Conditional Text Replacement

The text_case_when() method gives you predicate-based replacement logic. Each case is a tuple of (predicate_function, replacement_text), where the predicate receives the cell text as a string and returns True or False. The first matching predicate determines the replacement.

(
    gt_tbl
    .text_case_when(
        (lambda x: x == "100", "Complete"),
        (lambda x: int(x) > 0, "In Progress"),
        (lambda x: x == "0", "Not Started"),
        locations=loc.body(columns="progress")
    )
)
status priority progress
Data collection DONE high Complete
Analysis IN_PROGRESS high In Progress
Report writing NOT_STARTED medium Not Started
Peer review DONE low Complete

This approach is particularly powerful when your replacement logic depends on the value itself (such as numeric thresholds) rather than exact string matching.

Targeting Different Locations

All text methods support the locations= argument, which defaults to loc.body() when not specified. You can target other parts of the table as well.

Transforming Row Group Labels

df_grouped = pl.DataFrame({
    "name": ["Alice", "Bob", "Charlie", "Diana"],
    "team": ["team_alpha", "team_alpha", "team_beta", "team_beta"],
    "score": [92, 87, 95, 78],
})

(
    GT(df_grouped, rowname_col="name", groupname_col="team")
    .text_replace(
        pattern=r"team_(\w+)",
        replacement=r"Team \1",
        locations=loc.row_groups()
    )
)
score
Team alpha
Alice 92
Bob 87
Team beta
Charlie 95
Diana 78

The row group labels are transformed from "team_alpha" and "team_beta" to "Team alpha" and "Team beta". This keeps the source data unchanged while presenting a polished label in the table.

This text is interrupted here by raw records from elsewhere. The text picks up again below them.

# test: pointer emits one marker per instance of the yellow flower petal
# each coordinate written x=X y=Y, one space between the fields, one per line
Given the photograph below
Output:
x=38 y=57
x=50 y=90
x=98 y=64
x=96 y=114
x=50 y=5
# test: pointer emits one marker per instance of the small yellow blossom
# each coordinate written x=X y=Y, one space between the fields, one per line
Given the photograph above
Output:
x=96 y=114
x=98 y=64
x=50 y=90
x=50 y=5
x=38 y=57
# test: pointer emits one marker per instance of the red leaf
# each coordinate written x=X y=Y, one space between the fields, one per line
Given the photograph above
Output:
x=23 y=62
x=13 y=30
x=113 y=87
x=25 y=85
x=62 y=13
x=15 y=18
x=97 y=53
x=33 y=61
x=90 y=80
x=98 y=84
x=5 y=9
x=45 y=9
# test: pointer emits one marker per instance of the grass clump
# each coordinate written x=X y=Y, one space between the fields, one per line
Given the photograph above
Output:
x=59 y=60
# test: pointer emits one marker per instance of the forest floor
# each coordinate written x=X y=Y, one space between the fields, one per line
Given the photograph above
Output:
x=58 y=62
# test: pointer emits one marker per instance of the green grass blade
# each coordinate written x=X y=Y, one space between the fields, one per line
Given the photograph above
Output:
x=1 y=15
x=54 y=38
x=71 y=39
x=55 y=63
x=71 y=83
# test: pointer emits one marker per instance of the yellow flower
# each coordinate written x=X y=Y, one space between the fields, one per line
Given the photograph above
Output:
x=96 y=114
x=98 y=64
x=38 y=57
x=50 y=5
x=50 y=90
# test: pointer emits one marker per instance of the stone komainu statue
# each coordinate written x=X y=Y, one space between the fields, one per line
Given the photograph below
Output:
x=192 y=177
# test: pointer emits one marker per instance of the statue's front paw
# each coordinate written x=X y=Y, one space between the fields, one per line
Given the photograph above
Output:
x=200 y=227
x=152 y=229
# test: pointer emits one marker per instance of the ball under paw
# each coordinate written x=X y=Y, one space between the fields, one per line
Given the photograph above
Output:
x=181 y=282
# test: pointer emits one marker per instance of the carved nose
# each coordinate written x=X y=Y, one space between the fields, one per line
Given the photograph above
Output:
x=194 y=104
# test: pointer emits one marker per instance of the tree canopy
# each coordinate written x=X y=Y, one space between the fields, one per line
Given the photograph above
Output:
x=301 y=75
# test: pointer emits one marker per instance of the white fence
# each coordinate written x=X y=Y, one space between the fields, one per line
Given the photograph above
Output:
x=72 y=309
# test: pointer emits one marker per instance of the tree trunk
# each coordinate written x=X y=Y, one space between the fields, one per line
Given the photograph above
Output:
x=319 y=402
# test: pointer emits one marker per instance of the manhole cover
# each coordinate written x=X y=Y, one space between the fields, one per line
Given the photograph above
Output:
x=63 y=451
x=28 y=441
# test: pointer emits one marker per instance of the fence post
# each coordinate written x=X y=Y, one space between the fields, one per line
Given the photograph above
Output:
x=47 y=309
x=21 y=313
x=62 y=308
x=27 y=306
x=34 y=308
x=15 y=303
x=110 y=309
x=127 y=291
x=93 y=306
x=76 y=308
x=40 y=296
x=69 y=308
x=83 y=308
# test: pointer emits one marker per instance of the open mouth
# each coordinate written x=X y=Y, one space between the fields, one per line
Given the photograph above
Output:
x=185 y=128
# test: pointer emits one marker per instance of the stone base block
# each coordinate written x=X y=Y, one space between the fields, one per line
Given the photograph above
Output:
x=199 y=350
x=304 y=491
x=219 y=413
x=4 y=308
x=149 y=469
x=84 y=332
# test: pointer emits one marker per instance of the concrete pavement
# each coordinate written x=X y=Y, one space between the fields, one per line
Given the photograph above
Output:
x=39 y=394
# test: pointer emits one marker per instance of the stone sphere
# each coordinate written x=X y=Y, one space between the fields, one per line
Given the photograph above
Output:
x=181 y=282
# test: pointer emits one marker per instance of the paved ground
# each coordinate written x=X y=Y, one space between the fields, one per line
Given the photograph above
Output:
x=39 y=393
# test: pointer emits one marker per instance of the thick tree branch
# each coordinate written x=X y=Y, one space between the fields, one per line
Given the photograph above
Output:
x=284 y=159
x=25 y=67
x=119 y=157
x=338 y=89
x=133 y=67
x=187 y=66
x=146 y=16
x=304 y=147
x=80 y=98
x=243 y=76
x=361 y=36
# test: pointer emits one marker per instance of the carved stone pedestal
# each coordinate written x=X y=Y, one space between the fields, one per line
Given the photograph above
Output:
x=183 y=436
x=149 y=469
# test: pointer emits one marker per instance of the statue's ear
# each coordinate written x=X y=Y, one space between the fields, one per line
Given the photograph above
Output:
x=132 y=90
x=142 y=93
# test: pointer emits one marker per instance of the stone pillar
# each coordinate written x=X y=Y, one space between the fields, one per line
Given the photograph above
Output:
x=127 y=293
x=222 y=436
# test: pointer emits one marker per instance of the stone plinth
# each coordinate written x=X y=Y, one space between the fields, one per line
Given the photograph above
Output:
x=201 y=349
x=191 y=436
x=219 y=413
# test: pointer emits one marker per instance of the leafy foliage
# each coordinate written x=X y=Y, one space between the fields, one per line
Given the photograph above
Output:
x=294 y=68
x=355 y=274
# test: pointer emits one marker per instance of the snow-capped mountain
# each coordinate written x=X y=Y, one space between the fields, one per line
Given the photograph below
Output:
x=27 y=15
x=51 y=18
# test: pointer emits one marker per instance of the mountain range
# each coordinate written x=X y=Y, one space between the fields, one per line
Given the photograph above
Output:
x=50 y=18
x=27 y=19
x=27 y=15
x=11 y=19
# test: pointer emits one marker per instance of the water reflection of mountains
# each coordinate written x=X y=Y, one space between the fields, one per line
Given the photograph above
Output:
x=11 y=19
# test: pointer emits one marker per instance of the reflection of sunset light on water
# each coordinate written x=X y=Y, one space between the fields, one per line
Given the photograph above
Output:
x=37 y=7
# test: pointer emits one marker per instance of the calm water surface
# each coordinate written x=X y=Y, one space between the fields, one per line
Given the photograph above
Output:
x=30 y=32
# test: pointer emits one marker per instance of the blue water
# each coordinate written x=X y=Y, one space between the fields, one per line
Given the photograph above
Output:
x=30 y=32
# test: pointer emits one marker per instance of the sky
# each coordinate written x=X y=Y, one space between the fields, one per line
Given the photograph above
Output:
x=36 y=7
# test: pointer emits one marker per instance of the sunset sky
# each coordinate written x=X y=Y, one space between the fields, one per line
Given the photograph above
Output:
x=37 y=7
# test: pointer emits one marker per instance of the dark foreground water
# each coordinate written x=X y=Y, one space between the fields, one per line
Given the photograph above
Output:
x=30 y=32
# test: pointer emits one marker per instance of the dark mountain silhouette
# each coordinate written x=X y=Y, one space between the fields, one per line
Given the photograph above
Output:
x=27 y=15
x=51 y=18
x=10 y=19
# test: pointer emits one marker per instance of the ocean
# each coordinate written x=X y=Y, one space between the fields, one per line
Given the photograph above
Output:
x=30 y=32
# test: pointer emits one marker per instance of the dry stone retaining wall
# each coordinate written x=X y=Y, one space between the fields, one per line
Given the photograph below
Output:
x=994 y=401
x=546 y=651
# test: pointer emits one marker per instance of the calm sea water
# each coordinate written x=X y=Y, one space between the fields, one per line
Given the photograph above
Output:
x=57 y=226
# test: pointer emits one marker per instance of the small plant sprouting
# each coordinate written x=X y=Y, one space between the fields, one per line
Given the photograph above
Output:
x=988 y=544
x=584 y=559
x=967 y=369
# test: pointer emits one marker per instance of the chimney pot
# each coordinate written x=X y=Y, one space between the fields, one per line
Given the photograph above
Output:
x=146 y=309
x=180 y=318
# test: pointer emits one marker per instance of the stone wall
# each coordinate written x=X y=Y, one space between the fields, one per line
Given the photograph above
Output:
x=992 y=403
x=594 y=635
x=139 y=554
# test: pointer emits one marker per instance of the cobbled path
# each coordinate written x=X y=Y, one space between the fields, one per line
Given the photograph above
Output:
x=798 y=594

Transforming Column Labels

(
    gt_tbl
    .text_transform(
        locations=loc.column_labels(columns="progress"),
        fn=lambda text: text.upper()
    )
)
status priority PROGRESS
Data collection DONE high 100
Analysis IN_PROGRESS high 65
Report writing NOT_STARTED medium 0
Peer review DONE low 100

The "progress" column label is converted to uppercase. You can target any combination of column labels using the columns= argument within loc.column_labels().

Combining Text Methods

You can chain multiple text methods together. They are applied in the order specified, each operating on the result of the previous transformation.

(
    gt_tbl
    .text_case_match(
        ("DONE", "Complete"),
        ("IN_PROGRESS", "In Progress"),
        ("NOT_STARTED", "Not Started"),
        locations=loc.body(columns="status")
    )
    .text_case_match(
        ("high", "High ●"),
        ("medium", "Medium ●"),
        ("low", "Low ●"),
        locations=loc.body(columns="priority")
    )
)
status priority progress
Data collection Complete High ● 100
Analysis In Progress High ● 65
Report writing Not Started Medium ● 0
Peer review Complete Low ● 100

The text transformation methods provide a final layer of control over how your table content appears. Whether you need simple find-and-replace, switch-like mappings, or complex conditional logic, these methods let you shape the text to match your exact presentation needs.